Arches National Park

“Wilderness is not a luxury but a necessity of the human spirit, and as vital to our lives as water and good bread. A civilization which destroys what little remains of the wild, the spare, the original, is cutting itself off from its origins and betraying the principle of civilization itself.”
—Edward Abbey

By the time we got to Arches National Park, we had been on the road almost a week. So, it is perhaps not surprising that we found ourselves with a slight case of “park fatigue” and didn’t love it as much as expected. It didn’t help matters that Arches was crowded (at least compared to where we had been), especially with too many kids who were clearly bored out of their minds with all the walking.

I can’t imagine what this park is like during the summer, as even in mid-October we would arrive at viewpoints and not be able to park. At Devils Garden, we walked for close to a mile from our car to the trailhead. With over a million visitors a year these days, not to mention the intense desert heat, I’m stunned that they apparently still haven’t developed a viable shuttle system.

The boulder on top of Balanced Rock is more than fifty-five feet high.
The boulder on top of Balanced Rock is more than fifty-five feet high.

Devils Garden is at the end of the park road and the road is not a loop, so, depending on the sun and any photography needs, you may be better off heading there first and then winding back to see the other viewpoints on your way out of the park. There’s a reason this section of the park is so popular—it has more arches than any other. The full loop hike is 7.2 miles and quite strenuous in parts, but there are several shorter options.

Tunnel Arch, Devils Garden Trail
Tunnel Arch, Devils Garden Trail
Pine Tree Arch, Devils Garden Trail
Pine Tree Arch, Devils Garden Trail
Landscape Arch, Devils Garden Trail
Landscape Arch, Devils Garden Trail
Skyline Arch is located just south of Devils Garden.
Skyline Arch is located just south of Devils Garden.

Another popular spot is the Windows Section, with two of the most photographed arches in the park, the North Window and the Double Arch (featured above), both easily accessible from nearby parking.

The larger opening of Double Arch is over one hundred feet high.
The larger opening of Double Arch is over one hundred feet high.
The North Window's opening is approximately fifty feet high and almost one hundred feet wide.
The North Window’s opening is approximately fifty feet high and almost one hundred feet wide.

The only popular feature you won’t see pictured here is Delicate Arch. Unfortunately, we didn’t have time to make the rather strenuous hike up to it, and, while we did drive to the Delicate Arch viewpoint, I just couldn’t get a good shot of it.

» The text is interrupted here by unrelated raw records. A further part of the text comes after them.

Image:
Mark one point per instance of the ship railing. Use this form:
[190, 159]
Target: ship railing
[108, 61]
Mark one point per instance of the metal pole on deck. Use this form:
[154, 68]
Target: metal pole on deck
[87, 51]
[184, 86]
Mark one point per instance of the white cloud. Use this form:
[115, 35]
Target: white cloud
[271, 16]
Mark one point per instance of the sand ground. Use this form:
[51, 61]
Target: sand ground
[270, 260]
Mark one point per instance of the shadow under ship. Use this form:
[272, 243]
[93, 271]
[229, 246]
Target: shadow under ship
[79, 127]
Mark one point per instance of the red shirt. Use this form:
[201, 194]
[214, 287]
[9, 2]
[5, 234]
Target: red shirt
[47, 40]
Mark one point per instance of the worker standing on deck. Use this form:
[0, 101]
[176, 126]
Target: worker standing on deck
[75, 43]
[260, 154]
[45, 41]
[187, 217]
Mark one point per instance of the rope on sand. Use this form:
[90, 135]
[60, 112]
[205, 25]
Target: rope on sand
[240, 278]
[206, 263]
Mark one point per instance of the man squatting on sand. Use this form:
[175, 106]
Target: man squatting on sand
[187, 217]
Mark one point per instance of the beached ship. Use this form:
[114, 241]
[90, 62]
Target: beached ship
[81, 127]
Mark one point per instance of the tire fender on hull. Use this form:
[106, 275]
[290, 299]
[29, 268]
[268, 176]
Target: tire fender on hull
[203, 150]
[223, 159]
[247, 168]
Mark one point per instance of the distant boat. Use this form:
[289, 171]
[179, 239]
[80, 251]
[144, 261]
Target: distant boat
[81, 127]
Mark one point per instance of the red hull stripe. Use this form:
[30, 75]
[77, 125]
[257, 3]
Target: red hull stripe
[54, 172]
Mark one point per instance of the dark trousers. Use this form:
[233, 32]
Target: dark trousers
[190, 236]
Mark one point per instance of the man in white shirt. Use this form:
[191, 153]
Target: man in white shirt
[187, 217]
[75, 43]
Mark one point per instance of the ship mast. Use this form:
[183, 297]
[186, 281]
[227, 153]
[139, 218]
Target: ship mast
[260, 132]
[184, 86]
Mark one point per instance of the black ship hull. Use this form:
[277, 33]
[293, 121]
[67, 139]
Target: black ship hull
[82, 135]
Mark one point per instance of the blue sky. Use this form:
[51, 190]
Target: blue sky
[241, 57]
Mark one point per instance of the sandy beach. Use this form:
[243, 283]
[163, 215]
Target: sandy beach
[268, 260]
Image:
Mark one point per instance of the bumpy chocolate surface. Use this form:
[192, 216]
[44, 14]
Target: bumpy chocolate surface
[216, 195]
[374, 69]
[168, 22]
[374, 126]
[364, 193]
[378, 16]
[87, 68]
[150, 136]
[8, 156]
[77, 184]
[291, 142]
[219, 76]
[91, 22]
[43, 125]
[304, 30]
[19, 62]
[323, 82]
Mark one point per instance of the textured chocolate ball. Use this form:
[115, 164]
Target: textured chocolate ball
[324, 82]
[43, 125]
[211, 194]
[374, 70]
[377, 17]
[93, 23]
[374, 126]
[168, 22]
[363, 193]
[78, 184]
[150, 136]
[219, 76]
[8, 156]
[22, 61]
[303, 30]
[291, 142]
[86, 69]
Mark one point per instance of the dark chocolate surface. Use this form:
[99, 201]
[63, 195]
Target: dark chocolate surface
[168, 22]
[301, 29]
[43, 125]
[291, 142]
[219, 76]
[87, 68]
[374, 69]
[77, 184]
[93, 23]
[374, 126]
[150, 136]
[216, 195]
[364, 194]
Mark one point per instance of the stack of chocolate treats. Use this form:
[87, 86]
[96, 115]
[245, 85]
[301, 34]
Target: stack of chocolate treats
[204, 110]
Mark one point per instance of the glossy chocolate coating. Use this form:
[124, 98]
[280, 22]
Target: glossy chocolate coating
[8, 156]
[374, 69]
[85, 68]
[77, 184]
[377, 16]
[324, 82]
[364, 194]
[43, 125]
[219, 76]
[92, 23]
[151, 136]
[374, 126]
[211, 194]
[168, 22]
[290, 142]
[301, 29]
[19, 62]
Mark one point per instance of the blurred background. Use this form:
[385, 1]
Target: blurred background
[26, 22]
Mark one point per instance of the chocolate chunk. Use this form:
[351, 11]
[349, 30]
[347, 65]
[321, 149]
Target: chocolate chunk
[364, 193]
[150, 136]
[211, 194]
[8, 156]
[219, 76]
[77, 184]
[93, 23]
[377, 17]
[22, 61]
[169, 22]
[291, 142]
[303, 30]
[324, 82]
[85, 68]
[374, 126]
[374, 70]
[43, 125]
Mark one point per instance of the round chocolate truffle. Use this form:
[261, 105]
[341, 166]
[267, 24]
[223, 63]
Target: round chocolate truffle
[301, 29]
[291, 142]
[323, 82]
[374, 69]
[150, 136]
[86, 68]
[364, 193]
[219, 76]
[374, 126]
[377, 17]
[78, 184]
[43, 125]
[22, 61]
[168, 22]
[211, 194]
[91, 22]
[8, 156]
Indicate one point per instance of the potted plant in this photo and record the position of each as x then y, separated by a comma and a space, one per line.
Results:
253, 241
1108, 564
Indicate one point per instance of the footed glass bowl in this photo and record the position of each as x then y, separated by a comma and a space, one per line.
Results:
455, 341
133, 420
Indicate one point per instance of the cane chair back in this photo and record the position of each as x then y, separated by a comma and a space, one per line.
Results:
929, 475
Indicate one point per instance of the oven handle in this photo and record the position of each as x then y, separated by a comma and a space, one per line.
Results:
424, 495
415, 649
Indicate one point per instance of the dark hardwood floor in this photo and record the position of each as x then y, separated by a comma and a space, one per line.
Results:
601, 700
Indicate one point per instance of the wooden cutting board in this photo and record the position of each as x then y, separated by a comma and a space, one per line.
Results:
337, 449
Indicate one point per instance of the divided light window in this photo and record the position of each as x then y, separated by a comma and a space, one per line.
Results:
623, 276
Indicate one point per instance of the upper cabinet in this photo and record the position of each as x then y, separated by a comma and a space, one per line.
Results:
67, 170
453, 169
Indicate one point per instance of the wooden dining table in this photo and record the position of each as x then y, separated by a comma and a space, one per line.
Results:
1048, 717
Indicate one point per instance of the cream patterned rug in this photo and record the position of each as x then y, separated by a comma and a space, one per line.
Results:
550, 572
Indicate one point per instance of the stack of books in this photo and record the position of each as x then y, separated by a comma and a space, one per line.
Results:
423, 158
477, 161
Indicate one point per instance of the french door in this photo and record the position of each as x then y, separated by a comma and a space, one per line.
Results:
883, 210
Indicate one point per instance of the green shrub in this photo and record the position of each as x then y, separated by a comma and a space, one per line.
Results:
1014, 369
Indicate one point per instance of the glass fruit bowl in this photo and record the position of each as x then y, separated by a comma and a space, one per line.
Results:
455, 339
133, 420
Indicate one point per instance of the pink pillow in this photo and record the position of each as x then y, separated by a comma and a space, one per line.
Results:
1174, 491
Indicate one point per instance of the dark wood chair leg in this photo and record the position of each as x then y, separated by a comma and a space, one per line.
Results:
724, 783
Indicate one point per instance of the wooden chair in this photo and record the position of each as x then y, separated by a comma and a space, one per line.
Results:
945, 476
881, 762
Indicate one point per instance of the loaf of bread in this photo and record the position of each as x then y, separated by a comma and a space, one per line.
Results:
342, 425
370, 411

Finally, another reason we didn’t visit as much of Arches as we should have and (Shock! Horror!) didn’t even see Canyonlands, is that we decided to pamper ourselves and stay at the swanky Sorrel River Ranch and Spa, which was well off the beaten path from Moab and both parks. If you know me at all, you know I’m a completist and it nearly killed me to leave Canyonlands off the list, but the foot massages after all that hiking may just have been worth it.

Looking out from the front of the Sorrel River Ranch
Looking out from the front of the Sorrel River Ranch
Looking towards Arches from the Sorrel River Ranch
Looking towards Arches from the Sorrel River Ranch

Note: If you are visiting Arches, I recommend taking along a copy of Edward Abbey’s Desert Solitaire, an account of Abbey’s time as a park ranger at Arches in the 1950s and his consequent ruminations on environmentalism, solitude, and wilderness.

Entry to Arches National Park is $10 per car for seven days. If you are completing the Grand Circle, I recommend getting the annual parks pass, which is $80. The pass is good for a full year and can be used to cover the entrance or other fees at over 2000 federal recreation sites.



*Note: This trip was back in the days of my much-loved Pentax K1000. As such, most of the pictures in this Grand Circle series are scans of my printed photos.